Note:
This topic has been translated from a Chinese forum by GPT and might contain errors.
Original topic: 清除一个节点后重新部署无法启动
【TiDB Version】v5.2.2
【Problem Encountered】 One of the KV node servers crashed. After restarting, it couldn’t rejoin the original cluster. I scaled it down, deleted all deployment files on that node, and followed the steps in this blog 故障排查 重启tikv 节点后 id 号变了,日志报地址占用 - TiDB 的问答社区 to delete the store ID. However, the same error still occurs.
The tikv.log on that node:
[2022/08/02 05:41:39.275 -04:00] [WARN] [client.rs:138] [“failed to update PD client”] [error=“Other("[components/pd_client/src/util.rs:306]: cancel reconnection due to too small interval")”]
[2022/08/02 05:41:39.276 -04:00] [ERROR] [util.rs:460] [“request failed”] [err_code=KV:PD:gRPC] [err=“Grpc(RpcFailure(RpcStatus { code: 2-UNKNOWN, message: "duplicated store address: id:885953 address:\"192.168.0.241:20160\" version:\"5.2.2\" status_address:\"192.168.0.241:20180\" git_hash:\"7acaec5d9c809439b9b0017711f114b44ffd9a49\" start_timestamp:1659433295 deploy_path:\"/home/tidb/Data/deploy/tikv-20160/bin\" , already registered by id:5 address:\"192.168.0.241:20160\" state:Offline version:\"5.2.2\" status_address:\"192.168.0.241:20180\" git_hash:\"7acaec5d9c809439b9b0017711f114b44ffd9a49\" start_timestamp:1652383550 deploy_path:\"/home/tidb/Deploy/tikv-20160/bin\" last_heartbeat:1656335779395060454 ", details: }))”]
[2022/08/02 05:41:39.276 -04:00] [ERROR] [util.rs:469] [“reconnect failed”] [err_code=KV:PD:Unknown] [err=“Other("[components/pd_client/src/util.rs:306]: cancel reconnection due to too small interval")”]
Now it won’t start at all, and the central server shows it as: offline
Is store5 still available?
Use pd-ctl store 5
to check if it is in the tombstone state. If it is, execute store remove-tombstone
.
In pdctl, after deleting the information and confirming it is useless, you can scale-in --force to clear it.

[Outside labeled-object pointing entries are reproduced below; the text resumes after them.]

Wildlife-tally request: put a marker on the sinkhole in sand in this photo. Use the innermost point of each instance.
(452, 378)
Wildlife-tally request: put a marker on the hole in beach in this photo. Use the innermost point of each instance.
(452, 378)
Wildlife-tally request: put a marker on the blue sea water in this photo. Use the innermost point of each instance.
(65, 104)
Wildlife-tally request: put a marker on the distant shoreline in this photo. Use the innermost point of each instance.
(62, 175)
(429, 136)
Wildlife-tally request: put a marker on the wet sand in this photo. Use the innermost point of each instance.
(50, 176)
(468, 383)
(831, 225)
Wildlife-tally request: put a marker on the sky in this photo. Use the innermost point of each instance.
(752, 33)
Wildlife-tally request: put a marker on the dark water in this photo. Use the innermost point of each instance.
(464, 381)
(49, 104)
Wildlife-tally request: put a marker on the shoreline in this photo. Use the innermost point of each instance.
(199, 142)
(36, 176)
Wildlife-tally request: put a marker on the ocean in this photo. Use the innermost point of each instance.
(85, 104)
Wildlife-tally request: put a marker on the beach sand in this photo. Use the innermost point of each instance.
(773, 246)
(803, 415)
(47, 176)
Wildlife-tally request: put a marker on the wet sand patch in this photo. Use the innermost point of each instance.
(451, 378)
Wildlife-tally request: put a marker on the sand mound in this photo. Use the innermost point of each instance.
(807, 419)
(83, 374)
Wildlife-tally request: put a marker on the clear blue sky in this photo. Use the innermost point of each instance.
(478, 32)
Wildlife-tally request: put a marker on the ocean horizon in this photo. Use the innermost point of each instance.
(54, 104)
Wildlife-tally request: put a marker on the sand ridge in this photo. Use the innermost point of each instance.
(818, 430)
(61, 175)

Used --force but it still doesn’t work.
5 is no longer available, it is offline.
5 needs to disappear completely, not just offline.
curl -X POST http://{pdip}:2379/pd/api/v1/store/${store_id}/state?state=Tombstone
First execute this to mark it as tombstone, then
pd-ctl store remove-tombstone
This way store 5 will be completely gone.

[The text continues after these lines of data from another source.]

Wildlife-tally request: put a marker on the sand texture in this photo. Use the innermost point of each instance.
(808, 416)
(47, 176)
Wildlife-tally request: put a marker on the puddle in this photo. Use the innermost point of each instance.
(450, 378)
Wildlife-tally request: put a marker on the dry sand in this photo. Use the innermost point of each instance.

Be cautious with this operation, make sure not to make a mistake when marking it as tombstone.
I checked, and the words are correct. Just this last one, “Tombstone,” try changing it to “Tombstone” and see if it works.

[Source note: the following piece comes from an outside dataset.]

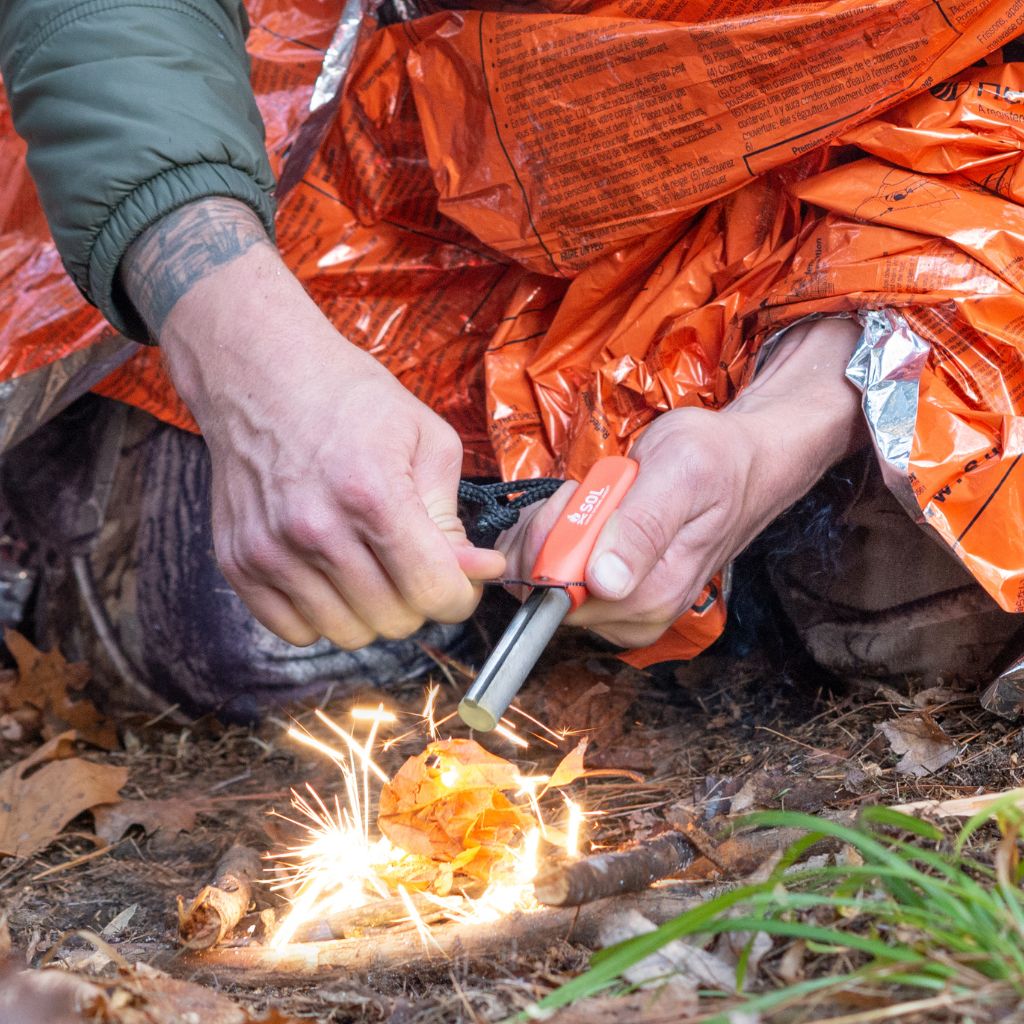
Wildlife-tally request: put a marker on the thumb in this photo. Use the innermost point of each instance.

In version 5.4, only offline and up statuses are allowed in the code… In version 4.0, it was possible to mark as tombstone.
I need to update my operations manual. Let me look into how to proceed.
Can’t store delete 5 be turned into a tombstone? There’s no leader or region on it either.
You can delete it, but the status hasn’t changed. This server has already crashed and is unreachable.
Try this:
curl -X DELETE http://{pdip}:2379/pd/api/v1/store/5?force=true
The image is not visible. Please provide the text you need translated.
Label it as physically_destroyed, and then check if the new node can go online.
Looking at the code, the states “physically_destroyed” and “tombstone” do not affect the online status of the same address in TiKV.
However, it does indeed have an impact. It just won’t start and keeps reporting errors. Moreover, the reported IDs are clearly different, yet it still reports duplicate IDs, which is a bit confusing.